Or how everything turned into a nail
Maybe this should be titled, how everything turned into a nail when I got a hammer. There are a couple of use cases I want to discuss first, and then why krb5_cc_[gs]et_config() isn't useable for everything.
First out is Windows, you just talked to a Windows AD KDC to get your TGT, but you need to do slight tweeks to make it work better on
Windows, so turn on insecure^HWindows behavior when we use this this credential cache. We make it up with a global setting using krb5_cc_[sg]_config().
Next thing that comes is negative caching of TGS requests (fetching service tickets). Now this seems very stupid to do, but for practical reason is not.
If you want to use HTTP Negotiate and have it default turned on in you http client, you can get bad behaviors in case of the webserver announces support for Negotiate and the client can't get service tickets for that realm. You don't want to have the performance loss of having to ask the KDC over and over again for the same ticket that you can't get.
The the state HTTP negotiate doesn't work should probably be in the http client instead, but sometimes that not possible, just think of running curl in a shell script and looping a couple of times, when you are tired enough of DNS timeouts, not answering KDC, referrals that doesn't lead anywhere, etc, you can let me know.

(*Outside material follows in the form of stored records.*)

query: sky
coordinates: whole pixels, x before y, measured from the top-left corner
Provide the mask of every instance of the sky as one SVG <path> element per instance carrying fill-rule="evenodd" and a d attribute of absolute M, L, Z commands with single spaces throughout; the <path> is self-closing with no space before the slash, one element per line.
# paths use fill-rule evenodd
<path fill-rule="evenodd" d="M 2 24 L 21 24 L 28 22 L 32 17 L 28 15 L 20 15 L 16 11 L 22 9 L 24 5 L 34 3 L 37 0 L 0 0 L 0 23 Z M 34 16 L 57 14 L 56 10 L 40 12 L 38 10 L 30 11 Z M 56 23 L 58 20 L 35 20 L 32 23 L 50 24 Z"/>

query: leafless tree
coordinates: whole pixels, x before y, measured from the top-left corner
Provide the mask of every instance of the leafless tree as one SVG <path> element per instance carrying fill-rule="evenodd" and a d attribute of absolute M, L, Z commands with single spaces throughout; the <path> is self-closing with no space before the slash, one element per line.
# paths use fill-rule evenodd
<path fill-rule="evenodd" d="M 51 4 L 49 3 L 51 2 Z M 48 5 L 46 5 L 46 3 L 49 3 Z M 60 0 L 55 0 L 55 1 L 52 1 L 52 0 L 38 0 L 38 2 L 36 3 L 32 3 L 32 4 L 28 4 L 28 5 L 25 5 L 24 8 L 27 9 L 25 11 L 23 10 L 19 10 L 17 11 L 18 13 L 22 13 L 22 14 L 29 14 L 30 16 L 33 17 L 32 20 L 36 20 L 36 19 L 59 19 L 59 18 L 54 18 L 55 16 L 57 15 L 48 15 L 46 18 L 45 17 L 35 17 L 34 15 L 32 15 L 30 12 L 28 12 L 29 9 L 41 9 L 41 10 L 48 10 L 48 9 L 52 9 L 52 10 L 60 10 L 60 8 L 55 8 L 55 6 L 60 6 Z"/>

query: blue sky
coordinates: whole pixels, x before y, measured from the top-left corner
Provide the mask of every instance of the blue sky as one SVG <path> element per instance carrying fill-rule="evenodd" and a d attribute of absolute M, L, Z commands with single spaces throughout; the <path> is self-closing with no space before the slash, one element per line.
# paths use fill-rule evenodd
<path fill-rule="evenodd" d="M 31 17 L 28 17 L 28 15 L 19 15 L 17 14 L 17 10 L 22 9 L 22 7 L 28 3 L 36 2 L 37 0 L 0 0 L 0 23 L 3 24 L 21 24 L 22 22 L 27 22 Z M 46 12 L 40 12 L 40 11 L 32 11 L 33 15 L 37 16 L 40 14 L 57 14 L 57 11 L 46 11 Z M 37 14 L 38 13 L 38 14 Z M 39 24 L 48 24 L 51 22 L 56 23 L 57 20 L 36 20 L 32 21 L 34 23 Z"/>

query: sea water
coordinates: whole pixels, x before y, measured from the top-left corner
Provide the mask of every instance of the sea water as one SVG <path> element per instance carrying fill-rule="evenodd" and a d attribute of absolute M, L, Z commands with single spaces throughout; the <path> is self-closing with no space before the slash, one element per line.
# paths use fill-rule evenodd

Third problem is ticket forwarding, it will get you into the same problem. If you want to do a lot of forwarding of your ticket, again maybe because of HTTP Negotiate, then you don't want to hit the KDC for every request. Again we can use krb5_cc_[gs]et_config to store the
forwarding credential for this entry.
So when is krb5_cc_[gs]et_config not useful
So when you renew your credentials you loose all your state, so if you want to keep your state you better store it somewhere else. So that said, having the Windows behavior flag in the krb5_cc_[gs]et_config is probably not good idea. There needs to be somewhere else that this kind of information is stored.